Department of Biostatistics & Bioinformatics, Duke University School of Medicine, Durham, NC, USA.
Clin Trials. 2023 Dec;20(6):603-612. doi: 10.1177/17407745231181908. Epub 2023 Jun 27.
Standard futility analyses designed for a proportional hazards setting may have serious drawbacks when non-proportional hazards are present. One important type of non-proportional hazards occurs when the treatment effect is delayed. That is, there is little or no early treatment effect but a substantial later effect.

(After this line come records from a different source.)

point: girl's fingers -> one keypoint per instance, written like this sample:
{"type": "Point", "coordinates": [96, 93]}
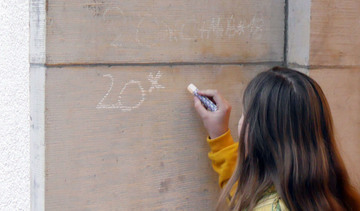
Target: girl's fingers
{"type": "Point", "coordinates": [200, 108]}
{"type": "Point", "coordinates": [219, 100]}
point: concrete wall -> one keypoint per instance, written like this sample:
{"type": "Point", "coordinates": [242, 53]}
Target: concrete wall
{"type": "Point", "coordinates": [14, 105]}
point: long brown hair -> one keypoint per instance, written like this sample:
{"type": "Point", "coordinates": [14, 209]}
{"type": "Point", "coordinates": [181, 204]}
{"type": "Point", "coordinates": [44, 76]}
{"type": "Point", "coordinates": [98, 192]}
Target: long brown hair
{"type": "Point", "coordinates": [287, 141]}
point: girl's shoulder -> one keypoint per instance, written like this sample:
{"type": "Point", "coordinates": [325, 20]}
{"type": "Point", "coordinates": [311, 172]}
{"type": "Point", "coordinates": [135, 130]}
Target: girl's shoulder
{"type": "Point", "coordinates": [271, 201]}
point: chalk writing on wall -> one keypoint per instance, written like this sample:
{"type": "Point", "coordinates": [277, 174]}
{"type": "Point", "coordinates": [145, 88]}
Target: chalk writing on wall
{"type": "Point", "coordinates": [151, 30]}
{"type": "Point", "coordinates": [121, 104]}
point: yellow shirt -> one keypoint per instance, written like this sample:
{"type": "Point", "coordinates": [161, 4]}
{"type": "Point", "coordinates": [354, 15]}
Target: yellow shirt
{"type": "Point", "coordinates": [223, 154]}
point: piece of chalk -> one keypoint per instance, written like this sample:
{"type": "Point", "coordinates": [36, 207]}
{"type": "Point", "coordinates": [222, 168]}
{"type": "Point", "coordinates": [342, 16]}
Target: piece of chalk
{"type": "Point", "coordinates": [206, 101]}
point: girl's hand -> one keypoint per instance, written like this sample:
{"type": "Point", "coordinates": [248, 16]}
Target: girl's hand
{"type": "Point", "coordinates": [217, 122]}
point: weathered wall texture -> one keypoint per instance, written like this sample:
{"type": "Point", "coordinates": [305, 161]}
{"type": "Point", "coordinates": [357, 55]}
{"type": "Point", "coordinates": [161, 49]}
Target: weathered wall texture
{"type": "Point", "coordinates": [120, 127]}
{"type": "Point", "coordinates": [335, 64]}
{"type": "Point", "coordinates": [14, 105]}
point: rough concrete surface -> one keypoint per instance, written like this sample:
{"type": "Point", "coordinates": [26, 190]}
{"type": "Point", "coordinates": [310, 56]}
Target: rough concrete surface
{"type": "Point", "coordinates": [14, 105]}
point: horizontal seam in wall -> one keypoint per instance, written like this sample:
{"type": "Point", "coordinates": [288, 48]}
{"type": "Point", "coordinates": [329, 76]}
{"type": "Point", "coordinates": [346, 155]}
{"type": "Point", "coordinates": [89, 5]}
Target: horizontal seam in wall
{"type": "Point", "coordinates": [155, 64]}
{"type": "Point", "coordinates": [295, 65]}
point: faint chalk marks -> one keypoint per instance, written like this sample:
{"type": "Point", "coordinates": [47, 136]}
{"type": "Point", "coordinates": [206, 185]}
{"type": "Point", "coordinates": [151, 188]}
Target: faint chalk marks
{"type": "Point", "coordinates": [123, 99]}
{"type": "Point", "coordinates": [151, 30]}
{"type": "Point", "coordinates": [100, 104]}
{"type": "Point", "coordinates": [96, 7]}
{"type": "Point", "coordinates": [154, 81]}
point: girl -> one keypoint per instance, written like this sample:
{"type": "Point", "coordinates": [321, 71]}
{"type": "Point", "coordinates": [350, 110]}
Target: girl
{"type": "Point", "coordinates": [286, 157]}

We define optimality criteria for futility analyses in this setting and propose simple search procedures for deriving such rules in practice.
We demonstrate the advantages of the optimal rules over commonly used rules in reducing the average number of events, the average sample size, or the average study duration under the null hypothesis with minimal power loss under the alternative hypothesis.

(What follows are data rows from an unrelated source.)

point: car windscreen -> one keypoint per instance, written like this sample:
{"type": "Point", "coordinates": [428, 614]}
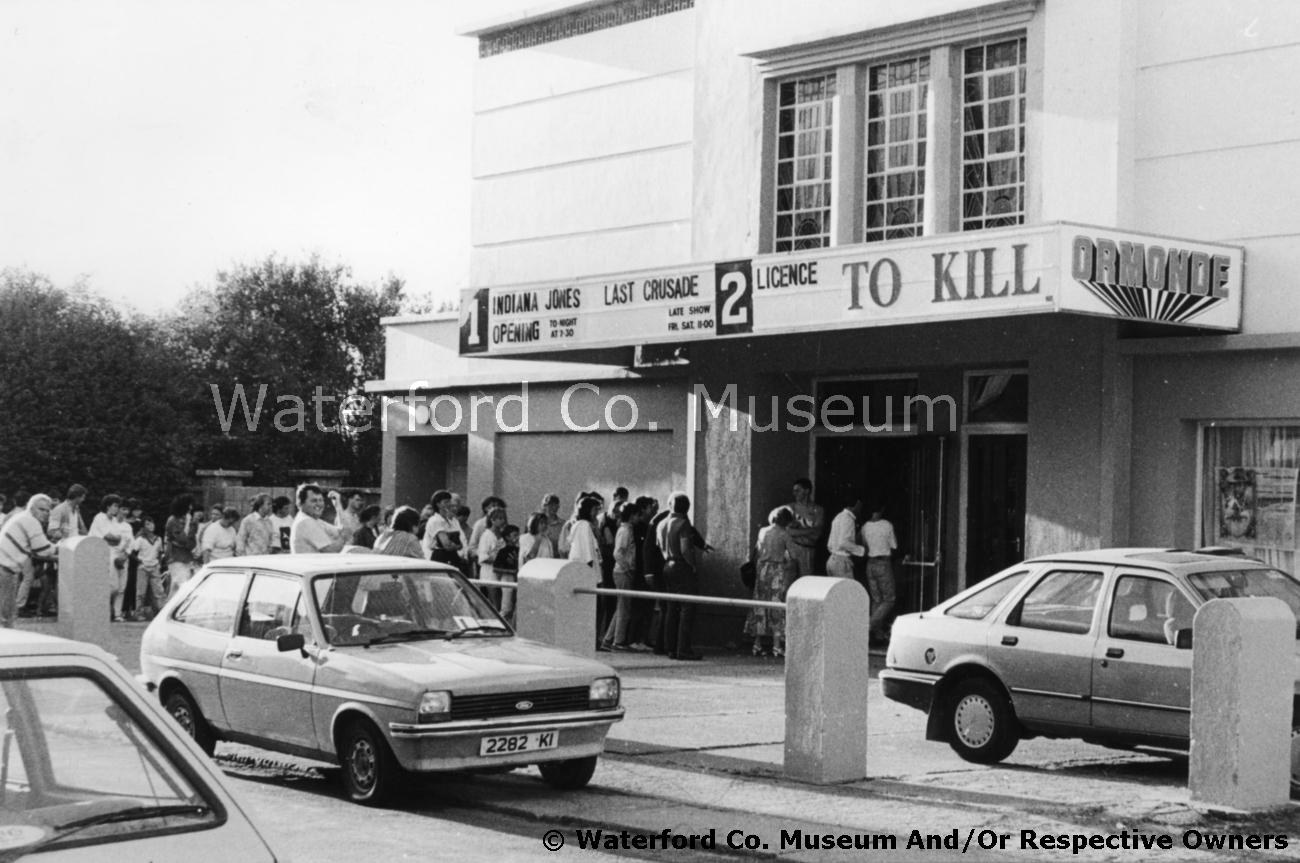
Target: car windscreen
{"type": "Point", "coordinates": [1234, 584]}
{"type": "Point", "coordinates": [77, 767]}
{"type": "Point", "coordinates": [376, 607]}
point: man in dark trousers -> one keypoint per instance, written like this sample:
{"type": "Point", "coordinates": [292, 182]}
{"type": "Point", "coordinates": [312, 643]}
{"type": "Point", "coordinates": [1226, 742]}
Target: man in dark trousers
{"type": "Point", "coordinates": [679, 542]}
{"type": "Point", "coordinates": [651, 563]}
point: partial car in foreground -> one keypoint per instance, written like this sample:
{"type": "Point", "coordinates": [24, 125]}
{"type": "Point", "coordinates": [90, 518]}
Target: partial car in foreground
{"type": "Point", "coordinates": [1092, 645]}
{"type": "Point", "coordinates": [91, 770]}
{"type": "Point", "coordinates": [384, 664]}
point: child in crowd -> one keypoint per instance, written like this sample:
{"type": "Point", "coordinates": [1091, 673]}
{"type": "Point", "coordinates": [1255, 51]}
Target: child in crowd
{"type": "Point", "coordinates": [506, 568]}
{"type": "Point", "coordinates": [148, 577]}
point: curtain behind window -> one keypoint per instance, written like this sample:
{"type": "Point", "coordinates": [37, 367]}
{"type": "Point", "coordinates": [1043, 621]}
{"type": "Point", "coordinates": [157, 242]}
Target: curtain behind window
{"type": "Point", "coordinates": [1249, 490]}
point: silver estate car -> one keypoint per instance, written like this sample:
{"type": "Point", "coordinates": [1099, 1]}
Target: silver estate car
{"type": "Point", "coordinates": [384, 664]}
{"type": "Point", "coordinates": [1092, 645]}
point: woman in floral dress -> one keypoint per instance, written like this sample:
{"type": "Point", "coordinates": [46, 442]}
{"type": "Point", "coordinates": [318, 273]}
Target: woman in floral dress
{"type": "Point", "coordinates": [775, 569]}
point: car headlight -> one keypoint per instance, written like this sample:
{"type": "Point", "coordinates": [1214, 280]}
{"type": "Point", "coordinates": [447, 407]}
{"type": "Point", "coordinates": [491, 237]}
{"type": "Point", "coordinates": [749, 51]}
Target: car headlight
{"type": "Point", "coordinates": [434, 707]}
{"type": "Point", "coordinates": [603, 693]}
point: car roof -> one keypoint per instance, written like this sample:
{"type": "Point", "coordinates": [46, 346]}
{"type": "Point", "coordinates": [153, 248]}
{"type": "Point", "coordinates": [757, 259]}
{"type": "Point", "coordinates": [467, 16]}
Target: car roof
{"type": "Point", "coordinates": [18, 642]}
{"type": "Point", "coordinates": [1162, 558]}
{"type": "Point", "coordinates": [311, 564]}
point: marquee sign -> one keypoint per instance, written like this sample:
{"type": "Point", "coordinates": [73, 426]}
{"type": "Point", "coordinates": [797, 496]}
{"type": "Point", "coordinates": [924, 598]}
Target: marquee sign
{"type": "Point", "coordinates": [1023, 270]}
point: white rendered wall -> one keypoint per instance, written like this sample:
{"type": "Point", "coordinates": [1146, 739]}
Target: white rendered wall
{"type": "Point", "coordinates": [1218, 138]}
{"type": "Point", "coordinates": [583, 154]}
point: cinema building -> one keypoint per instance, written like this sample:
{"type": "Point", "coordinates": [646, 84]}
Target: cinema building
{"type": "Point", "coordinates": [1023, 270]}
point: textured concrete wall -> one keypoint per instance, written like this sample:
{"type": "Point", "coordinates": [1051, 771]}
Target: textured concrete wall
{"type": "Point", "coordinates": [1240, 753]}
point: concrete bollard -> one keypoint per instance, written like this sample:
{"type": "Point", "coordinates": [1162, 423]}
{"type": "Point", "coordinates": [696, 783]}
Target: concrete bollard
{"type": "Point", "coordinates": [826, 680]}
{"type": "Point", "coordinates": [547, 610]}
{"type": "Point", "coordinates": [1242, 703]}
{"type": "Point", "coordinates": [83, 590]}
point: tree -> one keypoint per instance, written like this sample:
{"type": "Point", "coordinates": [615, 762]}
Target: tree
{"type": "Point", "coordinates": [277, 347]}
{"type": "Point", "coordinates": [91, 395]}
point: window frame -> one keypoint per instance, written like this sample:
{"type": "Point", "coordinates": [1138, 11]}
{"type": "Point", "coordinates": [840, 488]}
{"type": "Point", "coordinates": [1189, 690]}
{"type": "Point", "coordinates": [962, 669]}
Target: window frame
{"type": "Point", "coordinates": [1017, 616]}
{"type": "Point", "coordinates": [850, 57]}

Optimal futility rules can be derived for a non-proportional hazards setting that control the loss of power under the alternative hypothesis while maximizing the gain in early stopping under the null hypothesis.
为比例风险设定设计的标准无效性分析在存在非比例风险时可能存在严重缺陷。一种重要的非比例风险发生在治疗效果延迟时。也就是说,早期治疗效果很小或没有,但后期效果很大。
我们在这种情况下定义了无效性分析的最优标准,并提出了简单的搜索程序,以便在实践中得出这些规则。
我们证明了最优规则相对于常用规则的优势,即在零假设下,最优规则可以通过减少平均事件数、平均样本量或平均研究持续时间来减少无效性,而在替代假设下最小化了功率损失。
可以为非比例风险设定推导最优无效性规则,在控制替代假设下的功率损失的同时,最大化零假设下的早期停止增益。